The benefits of adopting an on-demand approach to applications and computing also extend to the resource allocation issues that almost all SMBs face: 70% of SMBs in the study said that adopting a cloud service meant they could invest money and time savings into areas such as product development and innovation, demand creation and expansion into new markets. Half of the SMBs polled said that they have pursued new opportunities because of the time they saved managing security.
“In the financial services industry, security and compliance are a critical table stake. Microsoft Office 365 gives us peace of mind that these things are being handled, and handled well. So much so that we’ve been able to reposition resources to reinvest in our business,” said Matt McCombs, president and COO at DHCU Community Credit Union, a nonprofit financial cooperative. “Quite simply, the move to the cloud saved us money and freed up time to help us focus on what matters most – serving our members.”

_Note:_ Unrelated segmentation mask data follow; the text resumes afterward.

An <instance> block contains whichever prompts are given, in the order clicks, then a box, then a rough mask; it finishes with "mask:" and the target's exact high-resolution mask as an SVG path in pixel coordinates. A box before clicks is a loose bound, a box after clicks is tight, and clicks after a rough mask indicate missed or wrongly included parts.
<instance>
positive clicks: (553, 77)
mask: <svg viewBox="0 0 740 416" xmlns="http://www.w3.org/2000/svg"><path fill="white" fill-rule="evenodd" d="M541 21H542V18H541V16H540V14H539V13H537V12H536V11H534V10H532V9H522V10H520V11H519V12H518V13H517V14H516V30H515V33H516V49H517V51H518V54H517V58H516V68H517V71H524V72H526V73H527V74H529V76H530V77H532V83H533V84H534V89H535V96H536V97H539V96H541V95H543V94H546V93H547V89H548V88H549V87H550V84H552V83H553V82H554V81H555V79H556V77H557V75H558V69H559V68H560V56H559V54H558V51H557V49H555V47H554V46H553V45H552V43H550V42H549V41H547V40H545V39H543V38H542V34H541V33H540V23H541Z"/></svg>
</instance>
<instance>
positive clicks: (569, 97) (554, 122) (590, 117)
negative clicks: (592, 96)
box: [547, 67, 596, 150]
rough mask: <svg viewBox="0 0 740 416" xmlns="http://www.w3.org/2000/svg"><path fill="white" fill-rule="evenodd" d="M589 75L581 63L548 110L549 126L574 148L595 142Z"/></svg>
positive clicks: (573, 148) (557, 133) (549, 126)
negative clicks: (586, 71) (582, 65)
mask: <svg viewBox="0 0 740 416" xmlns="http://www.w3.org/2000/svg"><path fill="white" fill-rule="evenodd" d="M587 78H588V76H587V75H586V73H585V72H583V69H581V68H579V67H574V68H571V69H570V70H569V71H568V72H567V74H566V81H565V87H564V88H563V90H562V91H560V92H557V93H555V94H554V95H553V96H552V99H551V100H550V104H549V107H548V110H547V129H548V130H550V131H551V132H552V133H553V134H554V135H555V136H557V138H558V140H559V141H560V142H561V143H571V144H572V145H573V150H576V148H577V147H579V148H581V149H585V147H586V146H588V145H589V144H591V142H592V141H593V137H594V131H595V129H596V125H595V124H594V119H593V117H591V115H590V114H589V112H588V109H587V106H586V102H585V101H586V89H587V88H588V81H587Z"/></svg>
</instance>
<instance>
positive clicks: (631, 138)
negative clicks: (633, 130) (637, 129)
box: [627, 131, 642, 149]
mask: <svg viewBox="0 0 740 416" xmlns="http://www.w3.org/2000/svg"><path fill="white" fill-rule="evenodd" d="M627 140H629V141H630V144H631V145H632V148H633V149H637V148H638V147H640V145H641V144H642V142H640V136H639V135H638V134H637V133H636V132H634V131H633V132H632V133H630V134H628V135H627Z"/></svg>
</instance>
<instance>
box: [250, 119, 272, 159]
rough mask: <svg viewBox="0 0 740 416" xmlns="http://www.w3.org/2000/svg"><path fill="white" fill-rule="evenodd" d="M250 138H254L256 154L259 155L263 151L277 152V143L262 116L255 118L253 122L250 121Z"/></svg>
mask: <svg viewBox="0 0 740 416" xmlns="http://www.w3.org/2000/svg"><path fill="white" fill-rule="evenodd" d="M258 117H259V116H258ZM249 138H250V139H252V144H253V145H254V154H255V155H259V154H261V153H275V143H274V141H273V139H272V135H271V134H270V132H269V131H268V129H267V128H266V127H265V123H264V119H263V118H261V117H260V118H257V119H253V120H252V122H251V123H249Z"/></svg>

In conjunction with the study, Microsoft has released an updated version of the Cloud Security Readiness Tool (CSRT). Based on the Cloud Security Alliance’s Cloud Controls Matrix, the CSRT is a no-cost tool for assessing the current state of the security of an IT environment, comparing it to what one could expect if a cloud service was used instead. The updated release extends the range of industry standards covered by the tool to include European Network and Information Security Agency Information Assurance Framework (ENISA IAF) and British Standards Institution (BSI).
“Organizations are keen to understand how cloud adoption would compare with their existing on-premises policies, procedures and compliance, and that can be a complex task,” said John Howie, chief operating officer, Cloud Security Alliance. “In the Cloud Security Alliance, industry leaders have collaborated to develop best practice security guidance. Microsoft’s Cloud Security Readiness Tool builds on these efforts as it gives organizations a way to more easily evaluate cloud services against critical areas, as well as against compliance with key industry standards like ENISA IAF and BSI.”